Asexuality is a lesser known identity in the LGBTQ community, and the University of Saskatchewan Students’ Union Pride Centre is working to build awareness about this identity and challenge misconceptions.
To do this, the USSU Pride Centre hosted Asexual Awareness Week from Oct. 24-28, an event that included a screening of the documentary (A)sexual at OUTSaskatoon on Oct. 24 and an asexual panel on Oct. 27, in which panelists discussed their experiences of identifying as asexual. On Oct. 28, there was a wrap up party, which also took place at OUTSaskatoon.
At the asexual panel, Kenny Starling, a second-year sociology student and co-ordinator of the Pride Centre, outlined the different identities on the asexual spectrum.
“An asexual is someone who does not experience sexual attraction at all. This does not include libido because anyone can have a libido — that’s just your sex drive. Sexual attraction is actually where that libido is directed towards,” Starling said.
The asexual spectrum also includes demisexual, when a person does not experience sexual attraction until they have formed a bond with someone, and greysexual, when a person only sometimes feels sexual attraction towards others.
Starling also spoke about the difference between asexuality and aromanticism.
“Aromanticism is when someone experiences no romantic attraction.

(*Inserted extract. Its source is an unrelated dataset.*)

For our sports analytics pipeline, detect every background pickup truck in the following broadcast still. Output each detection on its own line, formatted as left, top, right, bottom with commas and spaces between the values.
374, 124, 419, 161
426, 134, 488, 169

This does not mean that they can’t be in a relationship; it just means that they don’t experience feelings of attraction,” Starling said.
Many people have a hard time understanding asexuality, and it can also be difficult to come to terms with being an asexual person, as the panelists described. Ashley Clouthier, a fifth-year English and history student spoke about her experience.
“I think the fact that I’ve never felt sexual attraction to women particularly made me feel as though I was just heterosexual and a lot of that I think was socialization,” Clouthier said.
As well as heteronormative socialization, Clouthier described what it feels like to identify as asexual in a very sexual society.
“We live in a very hypersexualized culture and I think that’s what contributes to the misunderstanding of asexuality — the fact that there’s so much focus on sex. Everything’s about sex,” Clouthier said.
April Nechvateo, an outreach and support co-ordinator at OUTSaskatoon, thinks that the belief that asexuality does not exist or is a phase is one of the most common misconceptions when it comes to asexuality.
“My biggest pet peeve is people trivializing it or not thinking it’s real. I get that a lot,” Nechvateo said.
Starling also shared that, although many misunderstandings about asexuality exist, there are many positive parts of identifying as asexual.
“My life is not completely about sex. I have a lot of sexual friends who tell me about their sexual activities and it feels to me, from the outside looking in, like that’s all they think about … I feel like it takes over their lives,” Starling said.
Nechvateo also sees positive aspects despite all of the negative misconceptions.
“I like not having to worry about STIs or getting pregnant … it’s a lot more stress-free for me,” Nechvateo said.
Starling believes that building awareness about asexuality is an important first step to tearing down the common misconceptions surrounding the identity.
“Why we need this is because not many people know it exists and those who do know it exists think it’s made up,” Starling said.
With all the events throughout the week, Starling and the Pride Centre, along with OUTSaskatoon, hope to clear up misunderstandings and to create a space for students to speak openly about exactly what asexuality means and how to be accepting of people who identify as asexual.
“Asexuality is not a pledge of abstinence or celibacy,” Starling said. “Abstinence is the practice of abstaining from sexual activity. Celibacy is the abstaining of marriage and sexual activity generally associated with faith and religion. Asexuality is not a choice; asexuality is not an action.”